Lawyers allege improper handling of ACCESS turnpike project payments, OTA appeals Open Meeting Act violation
A new suit filed in Cleveland County District Court alleges the Oklahoma Turnpike Authority improperly remedied its Open Meeting Act violation and owes about $42 million.
In December, the OTA was found in violation of the state’s Open Meeting Act because of vague wording in its January and February meeting agendas, which authorized key engineering and design contracts for its controversial ACCESS Oklahoma project. The agency subsequently paused all operations for the ACCESS project on Dec. 8.

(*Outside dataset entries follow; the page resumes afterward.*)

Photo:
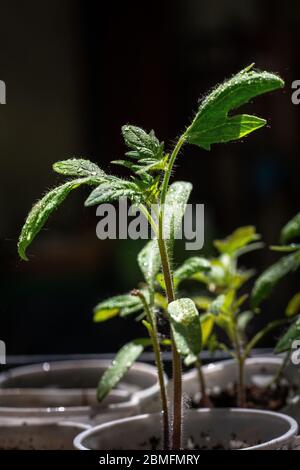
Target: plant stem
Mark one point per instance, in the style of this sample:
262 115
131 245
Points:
277 377
204 397
176 360
165 262
165 183
159 364
241 384
241 396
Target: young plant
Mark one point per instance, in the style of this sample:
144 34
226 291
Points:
223 281
149 185
270 278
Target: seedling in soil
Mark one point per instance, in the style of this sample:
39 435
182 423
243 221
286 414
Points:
151 168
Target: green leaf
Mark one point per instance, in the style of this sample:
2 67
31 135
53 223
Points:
185 324
202 302
149 262
190 267
174 208
207 321
113 190
120 304
293 307
127 355
285 248
243 320
268 280
145 149
286 341
42 210
291 229
142 145
217 304
78 167
237 240
212 123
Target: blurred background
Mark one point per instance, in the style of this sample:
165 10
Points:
75 71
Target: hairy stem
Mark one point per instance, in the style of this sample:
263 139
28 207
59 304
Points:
168 278
241 401
166 180
204 397
159 364
277 377
241 395
176 360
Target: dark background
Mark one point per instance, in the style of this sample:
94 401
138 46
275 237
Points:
76 71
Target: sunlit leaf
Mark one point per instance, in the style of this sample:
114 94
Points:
286 341
78 167
269 279
175 204
149 262
291 229
190 267
202 302
293 307
207 321
113 190
243 320
42 210
213 124
119 305
185 324
127 355
237 240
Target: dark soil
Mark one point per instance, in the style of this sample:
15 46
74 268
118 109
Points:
267 398
234 444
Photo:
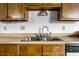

But lawyers Stan Ward, Alexey Tarasov and Richard Lebarthe — the team that won the Open Meeting case — said contract payments that had already been made can’t be ratified because the contracts themselves were voided by the court’s decision.
“How could one ratify payments that were made pursuant to contracts that have been invalidated? If there is a defect in contract formation and a contract is null and void, there could not be any payment under that contract,” said Tarasov. “They should have entered into brand new contracts with companies in compliance with the Open Meeting Act.”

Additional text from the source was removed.